Comunque in queste ore si sta tentando una mediazione: portare la soglia per il premio di maggioranza del 12,5 al 40%, livello più realistico per l’attuale geografia politica, con un premio al primo partito in caso non scatti la soglia della coalizione del 10%: un invito all’aggregazione sia per la coalizione, sia attorno al partito più forte. Resterebbe il tema di come restituire al cittadino il diritto di scelta del parlamentare: preferenze o collegi? Vedremo, l’importante sarebbe che il confronto avvenisse su collegi piccoli, in cui la conoscenza diretta dei candidati dia un’arma efficace all’elettore.

E se non si riuscisse a fare nulla? Sarebbe grave, molto grave, ma a maggior ragione diventa vitale per il PD organizzare primarie (operazione complessa ma indispensabile ) per la scelta delle candidature parlamentari.

P.s. Certo che c’è un confine labile tra i meccanismi elettorali per assicurare la governabilità e la vera e propria manipolazione del voto. Mi segnala il collega sen.
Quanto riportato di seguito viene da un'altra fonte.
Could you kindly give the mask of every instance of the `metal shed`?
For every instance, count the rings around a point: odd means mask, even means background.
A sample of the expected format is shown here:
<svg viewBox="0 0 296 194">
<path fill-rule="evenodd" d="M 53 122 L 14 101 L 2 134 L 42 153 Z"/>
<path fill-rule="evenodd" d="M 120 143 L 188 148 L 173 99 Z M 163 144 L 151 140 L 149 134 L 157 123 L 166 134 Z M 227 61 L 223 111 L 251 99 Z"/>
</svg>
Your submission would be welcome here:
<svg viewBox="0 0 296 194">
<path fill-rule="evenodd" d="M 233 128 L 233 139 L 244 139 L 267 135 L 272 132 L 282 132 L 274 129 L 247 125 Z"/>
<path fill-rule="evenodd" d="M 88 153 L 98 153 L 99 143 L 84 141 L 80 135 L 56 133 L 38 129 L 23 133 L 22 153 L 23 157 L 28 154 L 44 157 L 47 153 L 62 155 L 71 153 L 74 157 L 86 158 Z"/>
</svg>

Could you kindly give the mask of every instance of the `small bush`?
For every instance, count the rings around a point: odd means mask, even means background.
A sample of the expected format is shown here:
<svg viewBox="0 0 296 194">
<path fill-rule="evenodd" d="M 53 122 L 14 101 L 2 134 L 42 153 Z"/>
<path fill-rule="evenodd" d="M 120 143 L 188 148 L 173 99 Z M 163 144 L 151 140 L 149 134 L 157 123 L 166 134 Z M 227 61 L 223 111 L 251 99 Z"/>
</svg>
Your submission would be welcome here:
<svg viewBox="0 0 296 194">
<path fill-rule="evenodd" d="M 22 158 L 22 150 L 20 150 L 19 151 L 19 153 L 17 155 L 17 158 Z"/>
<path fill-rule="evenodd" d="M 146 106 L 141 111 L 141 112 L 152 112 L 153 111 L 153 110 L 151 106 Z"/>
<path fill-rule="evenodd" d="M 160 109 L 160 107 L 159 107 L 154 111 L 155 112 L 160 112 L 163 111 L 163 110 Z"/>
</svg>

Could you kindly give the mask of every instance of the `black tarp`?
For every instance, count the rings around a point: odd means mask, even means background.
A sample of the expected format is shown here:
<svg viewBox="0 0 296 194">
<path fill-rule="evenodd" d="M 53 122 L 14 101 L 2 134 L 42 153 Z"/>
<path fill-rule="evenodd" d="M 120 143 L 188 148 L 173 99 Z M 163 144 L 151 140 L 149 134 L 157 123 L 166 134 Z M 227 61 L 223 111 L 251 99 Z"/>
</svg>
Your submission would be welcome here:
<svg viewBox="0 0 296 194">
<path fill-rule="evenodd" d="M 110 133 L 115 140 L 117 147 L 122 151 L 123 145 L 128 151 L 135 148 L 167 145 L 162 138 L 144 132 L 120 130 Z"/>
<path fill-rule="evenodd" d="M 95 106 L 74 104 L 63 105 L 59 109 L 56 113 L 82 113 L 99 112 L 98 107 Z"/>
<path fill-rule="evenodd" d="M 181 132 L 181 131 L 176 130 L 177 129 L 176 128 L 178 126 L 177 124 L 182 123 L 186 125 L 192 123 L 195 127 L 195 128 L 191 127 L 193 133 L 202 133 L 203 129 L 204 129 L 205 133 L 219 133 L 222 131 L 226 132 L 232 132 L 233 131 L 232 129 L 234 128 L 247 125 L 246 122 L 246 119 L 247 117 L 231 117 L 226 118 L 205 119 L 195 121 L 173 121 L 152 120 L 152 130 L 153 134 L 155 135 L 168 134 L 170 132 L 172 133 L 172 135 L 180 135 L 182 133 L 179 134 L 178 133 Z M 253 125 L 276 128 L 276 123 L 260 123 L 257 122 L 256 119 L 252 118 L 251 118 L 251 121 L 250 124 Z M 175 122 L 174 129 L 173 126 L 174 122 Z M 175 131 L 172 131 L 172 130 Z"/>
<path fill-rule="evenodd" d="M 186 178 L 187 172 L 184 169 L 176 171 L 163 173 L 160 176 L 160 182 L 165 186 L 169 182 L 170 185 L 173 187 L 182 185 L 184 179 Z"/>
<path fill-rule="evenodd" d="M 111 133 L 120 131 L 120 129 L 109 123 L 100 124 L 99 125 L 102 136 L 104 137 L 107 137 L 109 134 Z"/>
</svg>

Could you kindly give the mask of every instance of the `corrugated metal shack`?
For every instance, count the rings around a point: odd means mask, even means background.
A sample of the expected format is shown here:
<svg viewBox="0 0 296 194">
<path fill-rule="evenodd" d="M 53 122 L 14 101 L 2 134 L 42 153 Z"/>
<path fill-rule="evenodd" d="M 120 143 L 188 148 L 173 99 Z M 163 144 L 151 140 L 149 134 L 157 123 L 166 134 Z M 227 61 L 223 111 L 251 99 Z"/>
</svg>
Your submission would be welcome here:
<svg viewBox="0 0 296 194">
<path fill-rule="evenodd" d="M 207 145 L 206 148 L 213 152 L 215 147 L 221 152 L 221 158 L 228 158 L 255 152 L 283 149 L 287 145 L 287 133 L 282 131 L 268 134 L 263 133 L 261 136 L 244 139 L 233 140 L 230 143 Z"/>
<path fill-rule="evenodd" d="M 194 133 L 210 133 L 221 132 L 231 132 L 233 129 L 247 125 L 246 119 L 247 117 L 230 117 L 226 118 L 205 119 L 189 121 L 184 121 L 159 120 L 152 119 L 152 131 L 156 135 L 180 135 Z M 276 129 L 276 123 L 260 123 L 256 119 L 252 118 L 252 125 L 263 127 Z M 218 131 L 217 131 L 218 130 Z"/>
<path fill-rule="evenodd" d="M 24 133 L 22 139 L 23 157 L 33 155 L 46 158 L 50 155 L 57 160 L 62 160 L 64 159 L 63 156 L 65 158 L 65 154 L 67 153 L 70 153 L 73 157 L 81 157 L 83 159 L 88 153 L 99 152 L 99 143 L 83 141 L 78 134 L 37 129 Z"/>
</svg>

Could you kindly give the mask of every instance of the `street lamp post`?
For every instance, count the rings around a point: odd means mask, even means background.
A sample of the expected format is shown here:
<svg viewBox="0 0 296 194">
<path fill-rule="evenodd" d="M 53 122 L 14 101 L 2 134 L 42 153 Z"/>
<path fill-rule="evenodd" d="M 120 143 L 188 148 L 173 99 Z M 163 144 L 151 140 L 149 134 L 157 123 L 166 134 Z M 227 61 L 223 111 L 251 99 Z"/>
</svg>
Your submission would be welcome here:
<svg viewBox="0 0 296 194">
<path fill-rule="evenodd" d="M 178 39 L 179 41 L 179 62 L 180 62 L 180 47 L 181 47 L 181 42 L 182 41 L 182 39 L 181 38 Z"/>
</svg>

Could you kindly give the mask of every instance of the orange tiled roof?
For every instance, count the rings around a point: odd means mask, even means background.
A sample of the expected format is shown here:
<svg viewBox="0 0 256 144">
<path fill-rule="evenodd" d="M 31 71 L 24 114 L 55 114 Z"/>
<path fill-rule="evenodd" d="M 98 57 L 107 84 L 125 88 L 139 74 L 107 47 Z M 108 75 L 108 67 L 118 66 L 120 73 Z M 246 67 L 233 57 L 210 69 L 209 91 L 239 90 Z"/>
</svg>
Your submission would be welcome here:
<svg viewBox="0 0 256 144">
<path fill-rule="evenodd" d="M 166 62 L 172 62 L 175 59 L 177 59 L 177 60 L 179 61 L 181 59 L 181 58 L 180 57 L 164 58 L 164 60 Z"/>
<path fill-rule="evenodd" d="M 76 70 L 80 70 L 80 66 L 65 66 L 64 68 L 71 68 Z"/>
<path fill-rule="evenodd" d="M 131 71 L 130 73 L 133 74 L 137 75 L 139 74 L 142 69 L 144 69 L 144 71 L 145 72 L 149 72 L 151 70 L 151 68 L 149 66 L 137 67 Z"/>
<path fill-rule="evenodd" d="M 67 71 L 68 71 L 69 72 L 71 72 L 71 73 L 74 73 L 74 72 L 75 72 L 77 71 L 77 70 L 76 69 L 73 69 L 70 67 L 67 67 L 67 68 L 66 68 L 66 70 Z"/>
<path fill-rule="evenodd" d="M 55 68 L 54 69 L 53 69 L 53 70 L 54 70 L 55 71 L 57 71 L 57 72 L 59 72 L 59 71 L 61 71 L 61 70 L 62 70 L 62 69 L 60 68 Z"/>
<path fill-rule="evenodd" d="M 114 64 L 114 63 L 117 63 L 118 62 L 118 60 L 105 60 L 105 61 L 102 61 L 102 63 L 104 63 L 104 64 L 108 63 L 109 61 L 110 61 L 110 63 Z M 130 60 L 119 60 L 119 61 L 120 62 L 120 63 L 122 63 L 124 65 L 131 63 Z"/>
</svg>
Ceccanti che ad esempio in Spagna dove formalmente c’è un sistema proporzionale, in realtà il meccanismo elettorale ha una sorta di premio implicito: Nelle due prime elezioni democratiche il partito Ucd vinse col 34,6% dei voti trasformato nel 47,4% dei seggi (12,8 di premio – 1977) e poi col 35% dei voti trasformato nel 48% dei seggi (+ 13 di premio – 1979).

Beati i paesi dove la governabilità è data dalla larghezza del consenso elettorale e dalla robustezza del rapporto di fiducia tra eletti ed elettori, piuttosto che dai meccanismi elettorali. Ma ce ne sono oggi?